Ze zijn hier zeker de desastreuze alliantie tussen Edward III en Jacob van Artevelde niet vergeten. Het antwoord van Filips van Artevelde verstrakt zo de Franse houding tegenover de Vlamingen, en het ergst van allemaal is natuurlijk de wetenschap dat de Franse koning zich niet eens verwaardigt om Artevelde te antwoorden. Een grote onbeleefdheid die de (in zijn gat gebeten) Vlaamse ruwaard ertoe aanzet de contacten met Frankrijk op te schorten en effectief stappen te zetten in de richting van Engeland. Twaalf gezanten vertrekken naar koning Richard II met het verzoek om het Engels-Vlaamse verbond te vernieuwen en natuurlijk om militaire steun te krijgen in een oorlog tegen Frankrijk. De Engelse koning ontvangt de Vlamingen uitstekend en belooft hulp. Het blijft natuurlijk op dat moment een open vraag op welke termijn dat allemaal zal kunnen. Beloven kan in elk geval geen kwaad.

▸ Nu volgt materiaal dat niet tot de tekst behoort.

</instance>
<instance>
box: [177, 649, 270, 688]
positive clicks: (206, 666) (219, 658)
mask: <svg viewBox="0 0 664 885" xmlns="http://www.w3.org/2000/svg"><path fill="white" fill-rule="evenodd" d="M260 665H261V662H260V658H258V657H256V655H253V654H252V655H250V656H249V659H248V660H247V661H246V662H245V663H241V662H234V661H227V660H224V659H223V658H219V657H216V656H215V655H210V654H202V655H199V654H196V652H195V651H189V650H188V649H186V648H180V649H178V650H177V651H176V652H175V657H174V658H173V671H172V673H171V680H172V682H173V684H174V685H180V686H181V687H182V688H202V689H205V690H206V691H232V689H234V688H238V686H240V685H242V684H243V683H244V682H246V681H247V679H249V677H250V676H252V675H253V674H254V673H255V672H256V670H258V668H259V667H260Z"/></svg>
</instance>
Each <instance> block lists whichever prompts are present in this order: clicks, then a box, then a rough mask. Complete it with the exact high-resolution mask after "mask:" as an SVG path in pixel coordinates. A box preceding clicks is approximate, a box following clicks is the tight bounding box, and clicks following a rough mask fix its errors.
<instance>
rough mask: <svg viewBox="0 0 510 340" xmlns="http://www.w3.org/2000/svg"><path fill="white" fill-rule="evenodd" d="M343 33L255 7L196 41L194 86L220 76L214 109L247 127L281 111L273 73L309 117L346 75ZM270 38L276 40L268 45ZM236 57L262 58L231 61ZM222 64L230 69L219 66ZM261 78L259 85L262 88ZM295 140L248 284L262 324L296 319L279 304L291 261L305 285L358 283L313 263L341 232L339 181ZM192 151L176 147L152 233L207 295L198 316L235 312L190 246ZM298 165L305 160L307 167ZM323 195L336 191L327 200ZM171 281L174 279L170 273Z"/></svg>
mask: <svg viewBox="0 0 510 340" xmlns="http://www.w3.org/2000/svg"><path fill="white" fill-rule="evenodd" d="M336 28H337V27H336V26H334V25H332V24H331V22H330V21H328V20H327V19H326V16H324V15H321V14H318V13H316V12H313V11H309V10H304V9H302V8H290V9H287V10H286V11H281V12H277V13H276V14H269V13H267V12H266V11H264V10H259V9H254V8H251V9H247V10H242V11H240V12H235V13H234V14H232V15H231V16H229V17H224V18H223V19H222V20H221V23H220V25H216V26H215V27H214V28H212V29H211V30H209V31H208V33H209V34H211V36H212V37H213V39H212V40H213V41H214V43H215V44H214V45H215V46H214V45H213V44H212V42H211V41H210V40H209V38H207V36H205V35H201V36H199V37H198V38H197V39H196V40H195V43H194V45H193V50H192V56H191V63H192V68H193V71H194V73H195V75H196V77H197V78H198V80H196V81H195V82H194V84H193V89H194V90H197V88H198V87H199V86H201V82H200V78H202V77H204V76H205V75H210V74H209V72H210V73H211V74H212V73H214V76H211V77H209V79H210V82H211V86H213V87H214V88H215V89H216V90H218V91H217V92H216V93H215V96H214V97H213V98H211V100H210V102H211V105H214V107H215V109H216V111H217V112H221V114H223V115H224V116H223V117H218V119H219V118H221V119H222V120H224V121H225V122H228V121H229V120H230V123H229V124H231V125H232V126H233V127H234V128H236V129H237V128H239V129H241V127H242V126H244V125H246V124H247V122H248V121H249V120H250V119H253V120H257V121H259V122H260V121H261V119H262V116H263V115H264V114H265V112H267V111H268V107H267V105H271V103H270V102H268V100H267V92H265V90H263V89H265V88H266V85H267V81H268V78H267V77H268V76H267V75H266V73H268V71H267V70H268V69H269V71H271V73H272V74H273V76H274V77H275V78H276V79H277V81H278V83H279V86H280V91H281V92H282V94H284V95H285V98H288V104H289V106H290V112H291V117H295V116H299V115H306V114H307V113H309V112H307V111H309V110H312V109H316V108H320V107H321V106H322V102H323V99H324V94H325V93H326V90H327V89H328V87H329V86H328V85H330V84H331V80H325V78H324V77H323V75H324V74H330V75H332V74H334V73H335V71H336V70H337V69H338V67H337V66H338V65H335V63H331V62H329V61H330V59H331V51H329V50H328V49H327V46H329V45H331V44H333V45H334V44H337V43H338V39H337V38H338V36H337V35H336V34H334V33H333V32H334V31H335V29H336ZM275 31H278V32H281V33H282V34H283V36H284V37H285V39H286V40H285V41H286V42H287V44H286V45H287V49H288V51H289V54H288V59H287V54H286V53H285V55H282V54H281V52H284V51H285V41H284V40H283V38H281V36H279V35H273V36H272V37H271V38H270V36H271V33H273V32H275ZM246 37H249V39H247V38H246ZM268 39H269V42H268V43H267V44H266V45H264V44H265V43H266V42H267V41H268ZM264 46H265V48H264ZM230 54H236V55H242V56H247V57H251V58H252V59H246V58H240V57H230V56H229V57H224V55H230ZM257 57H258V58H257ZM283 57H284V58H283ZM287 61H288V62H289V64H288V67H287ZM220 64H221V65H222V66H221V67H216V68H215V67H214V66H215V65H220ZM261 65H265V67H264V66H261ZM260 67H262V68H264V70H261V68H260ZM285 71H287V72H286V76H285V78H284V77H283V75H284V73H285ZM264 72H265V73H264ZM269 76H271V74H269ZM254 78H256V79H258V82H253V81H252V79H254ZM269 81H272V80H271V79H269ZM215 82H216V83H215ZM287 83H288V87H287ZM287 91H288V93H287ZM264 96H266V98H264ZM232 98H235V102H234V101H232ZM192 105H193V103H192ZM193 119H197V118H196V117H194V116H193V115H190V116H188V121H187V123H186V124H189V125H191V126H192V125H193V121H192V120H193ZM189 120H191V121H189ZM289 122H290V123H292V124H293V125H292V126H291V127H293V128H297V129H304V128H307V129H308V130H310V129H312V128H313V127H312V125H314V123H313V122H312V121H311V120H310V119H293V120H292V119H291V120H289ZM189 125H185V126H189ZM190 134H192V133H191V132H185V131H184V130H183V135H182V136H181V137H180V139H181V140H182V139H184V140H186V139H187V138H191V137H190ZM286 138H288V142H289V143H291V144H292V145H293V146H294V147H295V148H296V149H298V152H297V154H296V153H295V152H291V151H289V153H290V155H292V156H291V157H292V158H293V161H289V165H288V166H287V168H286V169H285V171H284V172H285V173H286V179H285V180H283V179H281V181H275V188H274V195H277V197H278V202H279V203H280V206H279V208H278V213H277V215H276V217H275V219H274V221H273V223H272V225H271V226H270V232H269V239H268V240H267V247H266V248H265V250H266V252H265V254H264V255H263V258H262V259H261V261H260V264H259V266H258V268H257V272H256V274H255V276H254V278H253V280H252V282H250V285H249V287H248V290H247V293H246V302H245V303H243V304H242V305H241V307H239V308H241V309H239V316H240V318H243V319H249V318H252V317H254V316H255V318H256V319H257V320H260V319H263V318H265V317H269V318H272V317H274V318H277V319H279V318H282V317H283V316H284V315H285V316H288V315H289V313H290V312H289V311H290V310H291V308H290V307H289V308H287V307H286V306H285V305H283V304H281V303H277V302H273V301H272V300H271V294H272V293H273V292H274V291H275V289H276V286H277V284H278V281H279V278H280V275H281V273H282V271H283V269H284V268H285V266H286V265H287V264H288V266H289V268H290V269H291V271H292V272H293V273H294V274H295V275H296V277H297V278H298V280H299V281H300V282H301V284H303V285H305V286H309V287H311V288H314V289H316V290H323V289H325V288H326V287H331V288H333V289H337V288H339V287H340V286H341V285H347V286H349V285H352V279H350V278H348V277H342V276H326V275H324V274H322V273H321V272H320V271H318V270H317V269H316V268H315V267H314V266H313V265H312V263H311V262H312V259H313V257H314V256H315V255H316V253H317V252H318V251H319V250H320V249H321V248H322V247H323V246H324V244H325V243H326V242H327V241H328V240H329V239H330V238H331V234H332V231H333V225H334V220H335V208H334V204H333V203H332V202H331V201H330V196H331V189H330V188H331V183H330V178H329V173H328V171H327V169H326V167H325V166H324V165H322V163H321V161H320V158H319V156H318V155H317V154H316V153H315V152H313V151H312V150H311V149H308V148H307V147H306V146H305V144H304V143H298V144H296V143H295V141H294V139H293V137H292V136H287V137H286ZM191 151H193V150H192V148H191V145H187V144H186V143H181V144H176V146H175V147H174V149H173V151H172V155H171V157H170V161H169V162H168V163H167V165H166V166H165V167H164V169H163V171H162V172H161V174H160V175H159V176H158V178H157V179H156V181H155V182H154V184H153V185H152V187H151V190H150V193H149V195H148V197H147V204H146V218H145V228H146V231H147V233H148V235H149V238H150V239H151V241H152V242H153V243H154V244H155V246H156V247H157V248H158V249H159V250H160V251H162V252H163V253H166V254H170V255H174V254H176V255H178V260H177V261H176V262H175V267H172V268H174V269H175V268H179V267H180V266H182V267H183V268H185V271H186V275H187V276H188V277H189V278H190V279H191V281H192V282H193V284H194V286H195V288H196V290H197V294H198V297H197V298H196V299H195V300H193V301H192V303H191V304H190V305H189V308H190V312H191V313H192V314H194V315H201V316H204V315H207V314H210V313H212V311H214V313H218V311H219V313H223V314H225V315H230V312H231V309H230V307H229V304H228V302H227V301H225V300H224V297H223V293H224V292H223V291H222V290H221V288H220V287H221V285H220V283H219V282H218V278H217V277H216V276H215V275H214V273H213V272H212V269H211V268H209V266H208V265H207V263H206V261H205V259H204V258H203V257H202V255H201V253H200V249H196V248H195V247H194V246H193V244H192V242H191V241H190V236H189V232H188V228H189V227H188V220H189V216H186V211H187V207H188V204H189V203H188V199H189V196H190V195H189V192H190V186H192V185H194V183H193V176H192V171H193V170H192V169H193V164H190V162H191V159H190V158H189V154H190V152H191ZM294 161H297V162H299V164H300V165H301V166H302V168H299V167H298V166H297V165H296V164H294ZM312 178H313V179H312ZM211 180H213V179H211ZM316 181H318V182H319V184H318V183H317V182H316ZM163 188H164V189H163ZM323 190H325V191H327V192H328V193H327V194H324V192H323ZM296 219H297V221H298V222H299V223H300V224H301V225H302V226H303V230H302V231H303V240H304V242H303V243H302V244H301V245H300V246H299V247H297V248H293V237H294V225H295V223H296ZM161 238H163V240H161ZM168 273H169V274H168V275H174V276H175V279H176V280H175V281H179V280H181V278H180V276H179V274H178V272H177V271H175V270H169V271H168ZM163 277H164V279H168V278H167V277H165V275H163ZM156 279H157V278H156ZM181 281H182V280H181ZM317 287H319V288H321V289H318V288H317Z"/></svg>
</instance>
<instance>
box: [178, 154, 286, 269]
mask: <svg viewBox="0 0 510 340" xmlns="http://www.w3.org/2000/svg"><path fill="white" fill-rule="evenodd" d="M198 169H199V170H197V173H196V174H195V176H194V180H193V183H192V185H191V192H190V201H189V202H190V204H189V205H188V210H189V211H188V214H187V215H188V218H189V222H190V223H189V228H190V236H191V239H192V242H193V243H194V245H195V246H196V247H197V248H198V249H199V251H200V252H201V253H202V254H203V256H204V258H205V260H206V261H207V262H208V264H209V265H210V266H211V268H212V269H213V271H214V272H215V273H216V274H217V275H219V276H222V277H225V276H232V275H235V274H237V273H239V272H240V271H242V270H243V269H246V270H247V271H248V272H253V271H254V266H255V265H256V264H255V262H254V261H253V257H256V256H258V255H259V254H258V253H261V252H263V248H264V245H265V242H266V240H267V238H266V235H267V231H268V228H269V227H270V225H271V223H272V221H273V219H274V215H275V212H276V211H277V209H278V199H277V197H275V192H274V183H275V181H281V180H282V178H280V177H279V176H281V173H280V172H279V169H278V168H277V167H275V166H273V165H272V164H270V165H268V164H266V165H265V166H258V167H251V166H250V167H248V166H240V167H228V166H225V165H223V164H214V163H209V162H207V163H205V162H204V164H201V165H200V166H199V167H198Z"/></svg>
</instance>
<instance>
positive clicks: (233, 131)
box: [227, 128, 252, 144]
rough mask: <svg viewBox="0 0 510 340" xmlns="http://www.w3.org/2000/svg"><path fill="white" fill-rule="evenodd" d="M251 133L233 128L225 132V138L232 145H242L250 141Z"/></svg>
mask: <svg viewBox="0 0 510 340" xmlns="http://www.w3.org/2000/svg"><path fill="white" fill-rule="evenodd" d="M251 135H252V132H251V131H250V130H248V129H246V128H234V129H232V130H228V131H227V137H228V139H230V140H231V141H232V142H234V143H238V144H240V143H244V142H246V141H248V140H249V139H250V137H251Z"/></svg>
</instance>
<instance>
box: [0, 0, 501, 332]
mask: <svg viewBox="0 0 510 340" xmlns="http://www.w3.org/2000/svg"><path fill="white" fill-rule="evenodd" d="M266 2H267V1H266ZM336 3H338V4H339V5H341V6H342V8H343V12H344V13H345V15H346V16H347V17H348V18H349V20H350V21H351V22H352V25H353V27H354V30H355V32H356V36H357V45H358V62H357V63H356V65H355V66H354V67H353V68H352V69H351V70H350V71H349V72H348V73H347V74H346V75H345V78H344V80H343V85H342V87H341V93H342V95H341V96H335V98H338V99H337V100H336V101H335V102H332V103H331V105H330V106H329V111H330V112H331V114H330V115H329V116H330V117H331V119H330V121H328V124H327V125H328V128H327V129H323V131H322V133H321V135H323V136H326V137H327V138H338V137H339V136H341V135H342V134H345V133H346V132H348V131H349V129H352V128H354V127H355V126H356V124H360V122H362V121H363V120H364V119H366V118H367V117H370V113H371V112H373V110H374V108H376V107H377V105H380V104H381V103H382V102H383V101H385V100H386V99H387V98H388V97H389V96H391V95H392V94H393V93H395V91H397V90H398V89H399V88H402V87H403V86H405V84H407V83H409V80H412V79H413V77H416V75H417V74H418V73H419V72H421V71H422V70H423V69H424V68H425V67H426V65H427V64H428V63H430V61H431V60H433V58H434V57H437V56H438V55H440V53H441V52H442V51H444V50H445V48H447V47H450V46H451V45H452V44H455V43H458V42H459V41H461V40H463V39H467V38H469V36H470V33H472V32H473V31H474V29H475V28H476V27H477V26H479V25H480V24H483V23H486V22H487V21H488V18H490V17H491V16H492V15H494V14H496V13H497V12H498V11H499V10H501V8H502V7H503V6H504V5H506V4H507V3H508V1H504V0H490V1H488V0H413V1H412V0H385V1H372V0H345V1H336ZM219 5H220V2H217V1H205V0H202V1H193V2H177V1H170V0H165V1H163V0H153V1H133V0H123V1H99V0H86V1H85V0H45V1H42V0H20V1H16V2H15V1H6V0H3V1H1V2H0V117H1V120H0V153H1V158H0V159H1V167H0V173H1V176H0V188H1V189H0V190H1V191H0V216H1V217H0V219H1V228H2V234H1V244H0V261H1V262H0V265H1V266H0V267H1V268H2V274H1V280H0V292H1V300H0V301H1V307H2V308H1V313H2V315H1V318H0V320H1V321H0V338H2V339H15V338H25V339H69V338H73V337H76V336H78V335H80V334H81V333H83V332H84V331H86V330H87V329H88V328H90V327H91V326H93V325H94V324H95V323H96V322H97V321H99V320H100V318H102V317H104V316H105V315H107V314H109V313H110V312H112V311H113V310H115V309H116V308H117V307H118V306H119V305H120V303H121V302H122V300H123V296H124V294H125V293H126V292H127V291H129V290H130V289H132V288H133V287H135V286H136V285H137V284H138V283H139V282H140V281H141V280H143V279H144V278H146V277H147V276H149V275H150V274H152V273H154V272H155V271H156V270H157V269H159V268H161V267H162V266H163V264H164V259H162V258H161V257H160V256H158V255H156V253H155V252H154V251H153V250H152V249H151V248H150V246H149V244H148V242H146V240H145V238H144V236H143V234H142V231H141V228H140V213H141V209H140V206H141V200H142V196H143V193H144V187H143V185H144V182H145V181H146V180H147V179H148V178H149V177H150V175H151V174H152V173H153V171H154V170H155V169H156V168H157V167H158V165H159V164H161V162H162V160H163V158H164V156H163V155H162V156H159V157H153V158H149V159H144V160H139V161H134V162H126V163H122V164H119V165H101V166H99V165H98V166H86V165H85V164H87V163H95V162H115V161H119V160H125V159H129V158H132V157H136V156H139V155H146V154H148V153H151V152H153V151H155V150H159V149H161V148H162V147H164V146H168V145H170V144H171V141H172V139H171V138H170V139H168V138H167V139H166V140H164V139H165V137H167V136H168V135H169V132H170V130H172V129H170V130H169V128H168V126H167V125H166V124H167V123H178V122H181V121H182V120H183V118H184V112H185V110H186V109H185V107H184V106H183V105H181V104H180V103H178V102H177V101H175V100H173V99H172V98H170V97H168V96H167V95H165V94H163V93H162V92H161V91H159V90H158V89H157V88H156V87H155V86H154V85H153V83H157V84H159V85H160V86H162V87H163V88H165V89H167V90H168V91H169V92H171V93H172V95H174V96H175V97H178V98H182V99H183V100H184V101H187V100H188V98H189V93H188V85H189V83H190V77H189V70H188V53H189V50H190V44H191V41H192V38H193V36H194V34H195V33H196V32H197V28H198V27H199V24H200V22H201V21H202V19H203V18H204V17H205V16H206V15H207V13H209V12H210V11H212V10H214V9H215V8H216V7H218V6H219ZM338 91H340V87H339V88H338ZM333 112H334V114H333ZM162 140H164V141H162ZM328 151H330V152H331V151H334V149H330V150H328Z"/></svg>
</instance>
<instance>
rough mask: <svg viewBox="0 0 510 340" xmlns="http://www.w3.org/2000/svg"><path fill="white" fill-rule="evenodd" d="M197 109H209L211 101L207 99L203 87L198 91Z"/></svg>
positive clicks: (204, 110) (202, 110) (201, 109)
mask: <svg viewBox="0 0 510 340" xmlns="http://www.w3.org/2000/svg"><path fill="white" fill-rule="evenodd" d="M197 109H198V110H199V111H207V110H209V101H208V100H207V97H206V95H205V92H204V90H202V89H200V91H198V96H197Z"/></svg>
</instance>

Artevelde weet dat er oorlog van komt
De toenadering tot de Engelsen bereikt op géén tijd de oren van de Franse koning. ‘Tijd om wat subtieler om te gaan met Artevelde’, denken ze aan het hof. Dus laten ze dan toch hun gezant vrij en sturen ze enkele gevolmachtigden naar Doornik om in onderhandeling te treden. De Franse “deputés’ sturen op 16 oktober 1382 een brief naar Filips van Artevelde waarbij ze hem verzoeken de Vlaamse afgevaardigden tot bij hen te sturen zodat de geschillen kunnen bijgelegd worden. De Gentenaar moet er nu zelf niet meer van weten, hij heeft het gehad met die denigrerende houding van de Franse koning en nu hij denkt te kunnen rekenen op de Engelsen wil hij van geen vrede meer horen. Karel VI krijgt een koekje van eigen deeg. De briefdrager voor de Fransen, een Doornikse ingezetene vliegt in de gevangenis. Filips stuurt een krijgsgevangene naar Doornik met de brutale boodschap dat hij pas wil onderhandelen als Oudenaarde en Dendermonde in zijn handen gegeven worden en dat hij goed genoeg op de hoogte is dat Frankrijk zich mobiliseert om tegen de Vlamingen in actie te treden. En dat hij de Fransen niet vertrouwt. De boodschap dateert van 28 oktober en is nog geschreven tijdens het beleg van Oudenaarde. De Franse gevolmachtigden keren met deze verklaring terug naar Péronne waar de koning en zijn adviesraad zich momenteel bevinden.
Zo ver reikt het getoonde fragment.